What's the grossest thing you've ever done -- or maybe seen someone else doing on an airplane? We're telling you some of the oddest things you can imagine, from one person who has been there before and seen it all.
The powder blue glory days of air travel and the glamorous job of stewardess have flown the coop in the 2000s. It has given way to a totally different vibe
The more practical uniforms, more fitting for some of the turbulence today's flight attendants experience --not from outside the plane -- but from passengers inside.
This passenger says she's certainly noticed a change.
"I know when I was growing up it was an elite thing to do to fly, but rates have come down, now people dress like slobs when they get on and they don't have respect for others," says passenger Julie Schultz.
Lack of respect is the least of the problems onboard, says former flight attendant Greg Leopard.
"Nothing surprises me."
This recent article lists the top 10 grossest things flight attendants have seen passengers doing.

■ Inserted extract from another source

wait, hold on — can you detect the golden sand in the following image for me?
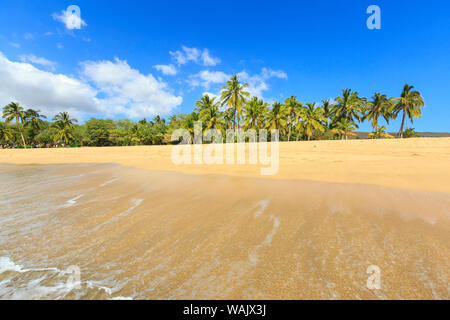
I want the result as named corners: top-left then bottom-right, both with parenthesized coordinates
top-left (1, 137), bottom-right (450, 192)
top-left (0, 138), bottom-right (449, 299)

The list includes a new mom who fully exposed both breasts while pumping milk in her seat, and one they call ‘Blankets and Boogers.' A flight attendant stunned when a passenger handed her a blanket he had apparently used rather liberally as a Kleenex.
Not to mention the horrible surprises those nifty airline pockets hold. Leopard calls the seat pocket Pandora's Box.
"You never know what you're going to find in there," says Leopard. "And sometimes that can be dirty diapers, food; maybe somebody used the airsick bag and forgot to put it in the trash."
The gross things people do with their feet in flight makes the list -- like clipping toenails, or using pedi-eggs on their feet, and of course using the food service tray as a foot rest.
Also on the list -- the man who placed his wet socks over the air vent above the seat to dry them out. The smell permeated the entire plane.
Smelly feet and dirty diapers seem to cause the most gross out's on planes these days. Leopard recounts one young couple.
"During the first class meal service, they decided to change their infants diaper there in the first class seat when it was soiled. I had to instruct them to get up and go to the restroom to finish that."
This for a job that starts out paying about $17 per flight hour -- those hours are counted only after the plane door shuts. Despite the grossness, the rudeness, the craziness, Leopard who has a commercial pilot's license, loved his job.
He says with the flying public these days, you have to grade on a curve because of all they go through before they even board the plane.
"I mean by the time you get in your seat you're already cooked. The plane is like a pressure cooker, it can bring out the worst in people," says Leopard.
Leopard doesn't expect the flying experience to improve for the average flier anytime soon.
"Everybody wants everything cheap so you're going to suffer more crowds crammed on airplanes, but you're going to have cheap tickets though."